March 9, 1999


LAWYERS COMMITTEE URGES SURRENDER OF RWANDAN TO WAR CRIMES TRIBUNAL

New York, March 9, 1999 – The Lawyers Committee for Human Rights today filed a brief with the U.S. Court of Appeals for the Fifth Circuit urging the surrender of Elizaphan Ntakirutimana, a Rwandan indicted for genocide, to the Rwanda Tribunal (ICTR). The Ntakirutimana case is being closely watched both in the U.S. and abroad for the precedent it will set for future cooperation with the UN ad hoc criminal tribunals.

"The outcome of the Ntakirutimana case is important because it will signal and be seen as tangible proof of U.S. support for the rule of law," said Michael Posner, Executive Director of the Lawyers Committee. "International justice will be dealt a serious blow if Ntakirutimana does not stand trial for genocide due to a U.S. failure to surrender him.

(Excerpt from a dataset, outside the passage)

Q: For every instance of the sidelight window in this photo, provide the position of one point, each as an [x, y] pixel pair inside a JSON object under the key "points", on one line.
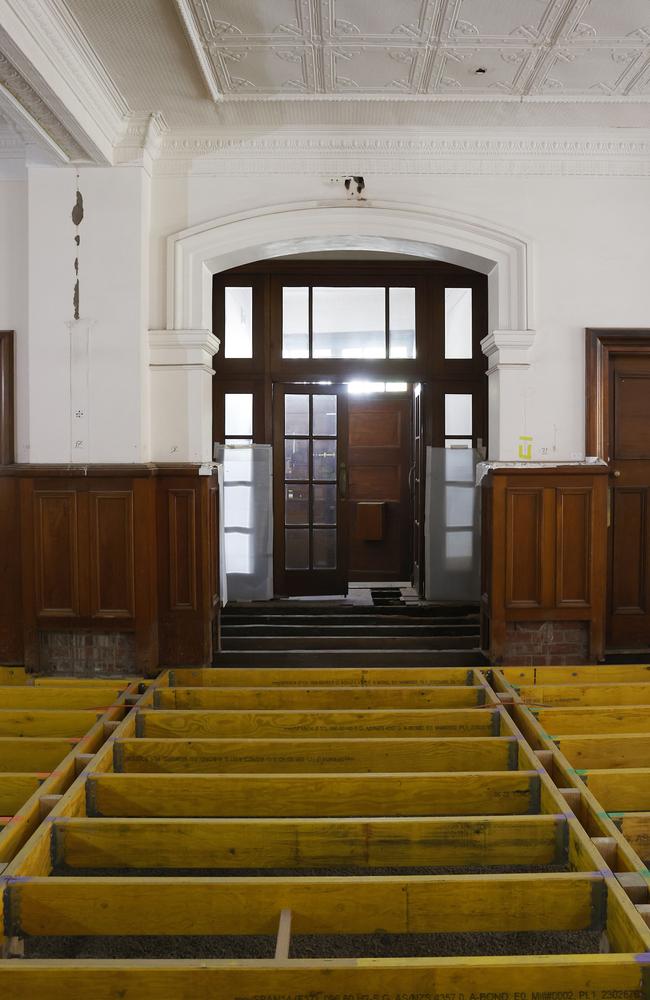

U.S. efforts to encourage other nations to cooperate with the ad hoc criminal tribunals will lose credibility."

Elizaphan Ntakirutimana, who is a Hutu and was the chief Pastor of the Seventh Day Adventist Church in Rwanda was taken into custody in Laredo, Texas in 1996. Two ICTR indictments charge him with genocide and crimes against humanity in connection with the killings of thousands of Tutsis in Mugonero and Bisesero, Rwanda, in the spring of 1994. He has been fighting surrender in the U.S. court system ever since arrest claiming, among other things, that the ICTR was improperly created and that his surrender to the Tribunal cannot be based on a federal statute alone.

"It is wrong to claim that a federal statute passed by both Houses of Congress does not provide a constitutionally sufficient basis for the surrender of an international fugitive," Posner said. "Controlling precedent points firmly to the opposite conclusion."

The Lawyers Committee’s brief filed today focuses primarily on the constitutional issues raised in Ntakirutimana’s appeal. This is the third Lawyers Committee brief, filed by Debevoise & Plimpton, since the proceedings began. Previous briefs, filed in 1997 and 1998, dealt with other aspects of the case, such as the creation and legitimacy of the ICTR. The oral argument is expected to take place in the spring.

Copies of the brief are available upon request.